By the imagination and intuition of genius, science has not plodded sedately from discovery to discovery: It has overleapt the stars to examine the outermost boundaries of our universe and peered within the atom to discern in its parts the architecture that shapes and the laws that govern the whole. It is this talent, this capacity to fuse the findings of disparate disciplines, rather than the specialist’s tunnel-vision and the millipede march of the stolid incrementalist, that science most needs. For only imagination can stare into — and from — the eyes of the ineffable.

How many dimensions there are is a question disputed: Answers range from the merest physical three that we can perceive and measure — or four, if time be considered a dimension — to 10 or 26 under different flavors of “string theory”; others have begun to speculate that the number of such dimensions may itself turn out to be infinite. The larger numbers are called for, say some astrophysicists, to account for such phenomena as “dark matter” and “dark energy” and the apparent constant appearance and disappearance — seemingly from and to nothing — of “virtual particles”; in string theory and its relatives, all of these anomalies are accounted for by the interaction of our dimension with others that we can’t directly observe, perhaps because they are so tightly involute, so nearly infinitely curved in upon themselves, as to occupy no measurable space. (If so, then we may reasonably suspect that to any conscious entity native to such dimensions, our own set of them would likely also appear infinitely involute and therefore proof against direct observation.)

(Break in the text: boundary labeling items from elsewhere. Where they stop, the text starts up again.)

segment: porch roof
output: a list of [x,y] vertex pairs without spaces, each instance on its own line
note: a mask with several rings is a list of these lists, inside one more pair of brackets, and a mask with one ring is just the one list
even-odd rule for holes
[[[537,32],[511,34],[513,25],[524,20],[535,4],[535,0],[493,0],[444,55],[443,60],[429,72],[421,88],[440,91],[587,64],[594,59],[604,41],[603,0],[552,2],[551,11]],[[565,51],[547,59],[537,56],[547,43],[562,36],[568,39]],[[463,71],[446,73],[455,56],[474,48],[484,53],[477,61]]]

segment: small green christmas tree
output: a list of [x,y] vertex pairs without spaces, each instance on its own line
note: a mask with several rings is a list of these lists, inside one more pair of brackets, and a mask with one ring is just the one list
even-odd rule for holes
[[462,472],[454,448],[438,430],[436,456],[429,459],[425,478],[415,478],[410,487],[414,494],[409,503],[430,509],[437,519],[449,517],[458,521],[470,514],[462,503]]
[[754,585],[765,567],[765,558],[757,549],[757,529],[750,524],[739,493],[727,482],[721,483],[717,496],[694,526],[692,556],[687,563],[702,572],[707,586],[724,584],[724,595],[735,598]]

But every theory agrees in regarding each dimension as infinite within itself: Thus, one dimension would be a line of zero height or breadth, but of infinite length. This, of course, is a prime example of a limited infinity. It is also a paradox, for the volume of a single dimension is zero times infinity; and this yields exactly the kind of paradox that brings froth to the lips of mathematicians. Nonetheless, as in the classic demonstration offered by The Time Traveller in HG Wells’ famed 19th-century work of science-fiction, The Time Machine, absent duration, any object, irrespective of volume, must have only a virtual existence; therefore, as current physical theory now holds, time may be regarded as a dimension as essential as the visible three.

Thus, in a multiverse that must, by definition, be infinite, time can be nothing less than eternal. For it, too, candesces with the vital spark of limited infinity that appears to suffuse the cosmos.